The Board of Selectmen in Whitman reviews portable speed radar as Whitman Police try new ways to slow drivers down
WHITMAN — Motorists might not always see signs of it right now, but Whitman Police have found a new method for monitoring traffic speed in residential areas.
The new speed display unit augments the trailer unit often seen around town.
“Now we have the ability to mount this radar unit onto a pole, a tree — anywhere — and get it into neighborhoods where they’ve been having some issues,” Police Chief Scott Benton told the Board of Selectmen during his monthly report Tuesday, Oct. 20. “There’s a bunch of different things we can do with it to record speeds. We can put it up and record the speed, even though it’s not showing you the speed, so we get a good indication of how fast people are going.”
Selectmen Chairman Carl Kowalski asked, partly in jest, if that approach is fair.
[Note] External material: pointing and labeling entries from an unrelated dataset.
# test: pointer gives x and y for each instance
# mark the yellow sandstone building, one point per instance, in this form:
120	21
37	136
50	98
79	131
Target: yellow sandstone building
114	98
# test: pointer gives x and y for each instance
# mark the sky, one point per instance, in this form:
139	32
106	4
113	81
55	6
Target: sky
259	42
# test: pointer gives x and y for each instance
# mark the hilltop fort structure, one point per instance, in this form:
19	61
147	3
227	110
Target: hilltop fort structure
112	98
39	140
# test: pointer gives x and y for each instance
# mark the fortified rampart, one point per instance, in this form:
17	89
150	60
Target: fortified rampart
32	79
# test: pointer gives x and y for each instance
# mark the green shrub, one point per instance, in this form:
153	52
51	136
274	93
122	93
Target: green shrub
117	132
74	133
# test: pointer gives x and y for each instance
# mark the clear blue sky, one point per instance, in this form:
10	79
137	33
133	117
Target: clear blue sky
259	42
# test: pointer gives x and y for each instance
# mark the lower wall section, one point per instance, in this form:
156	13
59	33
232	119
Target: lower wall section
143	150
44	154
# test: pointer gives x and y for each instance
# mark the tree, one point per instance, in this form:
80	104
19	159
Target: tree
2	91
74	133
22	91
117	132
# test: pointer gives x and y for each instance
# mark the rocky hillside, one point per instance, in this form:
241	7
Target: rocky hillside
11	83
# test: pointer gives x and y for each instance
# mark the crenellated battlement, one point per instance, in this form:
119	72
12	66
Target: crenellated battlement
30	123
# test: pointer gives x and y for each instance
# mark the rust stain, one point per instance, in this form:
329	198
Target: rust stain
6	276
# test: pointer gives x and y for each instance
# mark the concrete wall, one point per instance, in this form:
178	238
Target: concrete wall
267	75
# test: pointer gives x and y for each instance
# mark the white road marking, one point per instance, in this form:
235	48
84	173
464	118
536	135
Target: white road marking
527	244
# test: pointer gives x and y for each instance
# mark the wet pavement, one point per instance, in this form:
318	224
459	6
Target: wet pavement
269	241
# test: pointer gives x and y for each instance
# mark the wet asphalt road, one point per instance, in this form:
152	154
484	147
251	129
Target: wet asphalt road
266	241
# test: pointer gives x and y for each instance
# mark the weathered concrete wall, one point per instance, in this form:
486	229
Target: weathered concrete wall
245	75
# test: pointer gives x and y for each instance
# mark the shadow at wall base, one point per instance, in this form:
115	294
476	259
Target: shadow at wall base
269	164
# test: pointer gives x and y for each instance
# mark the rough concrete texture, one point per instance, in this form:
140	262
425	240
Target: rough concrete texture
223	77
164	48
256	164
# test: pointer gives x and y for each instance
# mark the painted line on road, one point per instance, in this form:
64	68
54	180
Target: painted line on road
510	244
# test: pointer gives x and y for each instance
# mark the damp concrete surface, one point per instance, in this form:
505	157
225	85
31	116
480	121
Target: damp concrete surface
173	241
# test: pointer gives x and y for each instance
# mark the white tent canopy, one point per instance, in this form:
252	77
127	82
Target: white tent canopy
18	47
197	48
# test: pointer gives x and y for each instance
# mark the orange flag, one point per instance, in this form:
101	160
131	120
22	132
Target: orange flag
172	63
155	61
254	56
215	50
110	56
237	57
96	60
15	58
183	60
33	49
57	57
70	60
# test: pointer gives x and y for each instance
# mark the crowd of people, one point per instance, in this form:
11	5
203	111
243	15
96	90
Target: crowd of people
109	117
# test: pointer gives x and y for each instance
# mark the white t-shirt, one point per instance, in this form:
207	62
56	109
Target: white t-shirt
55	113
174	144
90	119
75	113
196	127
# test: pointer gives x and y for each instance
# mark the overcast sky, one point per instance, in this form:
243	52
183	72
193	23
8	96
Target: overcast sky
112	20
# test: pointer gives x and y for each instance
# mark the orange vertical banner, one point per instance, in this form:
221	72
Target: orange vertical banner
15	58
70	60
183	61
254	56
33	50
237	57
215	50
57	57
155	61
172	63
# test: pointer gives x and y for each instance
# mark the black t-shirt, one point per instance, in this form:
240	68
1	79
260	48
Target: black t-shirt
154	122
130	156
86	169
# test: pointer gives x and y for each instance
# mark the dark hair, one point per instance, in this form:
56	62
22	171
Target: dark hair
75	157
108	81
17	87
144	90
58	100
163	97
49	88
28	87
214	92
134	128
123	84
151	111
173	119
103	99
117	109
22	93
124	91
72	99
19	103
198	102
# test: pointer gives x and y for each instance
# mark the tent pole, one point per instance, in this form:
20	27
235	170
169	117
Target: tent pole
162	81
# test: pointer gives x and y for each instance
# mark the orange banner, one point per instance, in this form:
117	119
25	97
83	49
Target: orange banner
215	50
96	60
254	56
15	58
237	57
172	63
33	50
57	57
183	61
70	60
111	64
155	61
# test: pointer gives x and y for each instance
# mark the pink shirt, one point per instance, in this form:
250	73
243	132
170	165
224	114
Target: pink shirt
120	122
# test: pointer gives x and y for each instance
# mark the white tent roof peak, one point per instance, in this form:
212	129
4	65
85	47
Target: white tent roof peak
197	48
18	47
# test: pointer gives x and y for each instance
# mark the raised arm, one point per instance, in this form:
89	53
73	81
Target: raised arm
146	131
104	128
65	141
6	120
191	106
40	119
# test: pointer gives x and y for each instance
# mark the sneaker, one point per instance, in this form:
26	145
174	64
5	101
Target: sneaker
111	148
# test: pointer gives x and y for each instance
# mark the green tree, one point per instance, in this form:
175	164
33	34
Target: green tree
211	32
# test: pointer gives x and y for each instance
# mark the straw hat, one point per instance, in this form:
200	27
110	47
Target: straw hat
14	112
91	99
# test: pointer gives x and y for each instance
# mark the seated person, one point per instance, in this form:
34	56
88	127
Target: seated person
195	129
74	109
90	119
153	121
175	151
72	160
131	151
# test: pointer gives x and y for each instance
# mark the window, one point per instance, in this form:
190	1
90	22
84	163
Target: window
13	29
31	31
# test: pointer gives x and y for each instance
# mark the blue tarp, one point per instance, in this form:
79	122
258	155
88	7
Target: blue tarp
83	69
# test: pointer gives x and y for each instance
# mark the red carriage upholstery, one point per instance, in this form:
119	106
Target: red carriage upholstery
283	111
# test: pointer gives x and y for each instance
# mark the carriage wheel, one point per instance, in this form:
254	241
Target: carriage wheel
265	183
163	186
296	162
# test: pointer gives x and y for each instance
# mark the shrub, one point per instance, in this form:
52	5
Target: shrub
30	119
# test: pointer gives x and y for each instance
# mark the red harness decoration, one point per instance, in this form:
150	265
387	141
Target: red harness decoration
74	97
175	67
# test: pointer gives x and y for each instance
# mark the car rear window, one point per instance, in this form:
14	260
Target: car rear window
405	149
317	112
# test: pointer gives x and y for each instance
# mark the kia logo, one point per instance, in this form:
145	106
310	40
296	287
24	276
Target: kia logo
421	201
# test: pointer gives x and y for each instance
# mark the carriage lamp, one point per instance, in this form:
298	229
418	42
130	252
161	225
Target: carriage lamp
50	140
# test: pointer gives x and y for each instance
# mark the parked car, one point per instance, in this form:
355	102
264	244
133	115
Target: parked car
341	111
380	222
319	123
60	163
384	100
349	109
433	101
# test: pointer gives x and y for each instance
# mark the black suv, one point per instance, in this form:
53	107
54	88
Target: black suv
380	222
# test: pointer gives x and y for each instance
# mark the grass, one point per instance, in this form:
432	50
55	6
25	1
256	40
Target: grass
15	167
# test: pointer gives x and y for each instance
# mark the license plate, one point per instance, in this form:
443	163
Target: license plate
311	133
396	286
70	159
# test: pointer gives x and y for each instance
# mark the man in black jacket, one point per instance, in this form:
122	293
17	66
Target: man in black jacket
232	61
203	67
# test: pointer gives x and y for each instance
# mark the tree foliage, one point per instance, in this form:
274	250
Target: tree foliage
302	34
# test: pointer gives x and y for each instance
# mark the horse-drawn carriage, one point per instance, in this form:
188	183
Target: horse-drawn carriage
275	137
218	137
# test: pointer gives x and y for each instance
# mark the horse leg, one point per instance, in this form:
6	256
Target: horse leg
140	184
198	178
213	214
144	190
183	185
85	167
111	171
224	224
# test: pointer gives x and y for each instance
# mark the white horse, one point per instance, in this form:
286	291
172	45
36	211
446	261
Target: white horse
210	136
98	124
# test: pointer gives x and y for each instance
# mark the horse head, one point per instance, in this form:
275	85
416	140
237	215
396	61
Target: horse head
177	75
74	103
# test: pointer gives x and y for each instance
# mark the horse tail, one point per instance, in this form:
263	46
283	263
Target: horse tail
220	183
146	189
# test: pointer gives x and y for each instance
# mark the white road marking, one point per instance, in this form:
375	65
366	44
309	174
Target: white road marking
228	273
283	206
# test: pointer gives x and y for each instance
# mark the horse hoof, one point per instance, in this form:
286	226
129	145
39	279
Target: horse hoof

Benton assured the board that it is.
“I kind of like it,” Benton said. “It gives us a better indication of exactly what the speed is in that area and then we can turn it on and let people know.”
He said it has already been used in several areas and is working out well Benton encouraged residents who would like it brought to their neighborhood to visit the department’s web page and email Safety Officer Christopher Lee to request it.
Benton also noted the year’s call volume for the year to-date is 2,117 over the same period last year. He noted crimes related to the opioid crisis continue to be a factor in that increase.
“I don’t want to blame it for everything, but certainly it has an impact,” he said. “It has an impact on calls for service. It has an impact on calls for crime, as well.”
A recent arrest of a shoplifting suspect charged with stealing more than $2,000 from a Stoughton Stop & Shop as well as more than $600 from the Whitman Stop & Shop and another of the chain’s stores in Abington was “substance abuse-motivated,” according to Benton.
There have been 43 overdoses in Whitman so far this year, six fatal. Narcan was administered 36 times in those incidents.
He also reminded residents that, with the holiday season approaching, they should take precautions to avoid theft of delivered packages.
“I would urge you to have someone come by and get your packages,” he said. “It’s easy pickings, that’s all I can tell you. I could say put a camera in, but we’re going to be chasing somebody.”
During the meeting Selectmen also accepted a Disclosure by a Non-Elected Employee of Financial Interest and Determination by Appointing Authority for Police Lt. Christine May-Stafford. The form was described as a routine notification as she may occasionally work the same shift as he husband Sgt. Andrew Stafford.
“The appearance of a conflict may arise, however she doesn’t assign overtime or duties above and beyond the routine shifts,” said Town Administrator Frank Lynam. “It’s simply to satisfy the law as it pertains to an appearance of conflict.”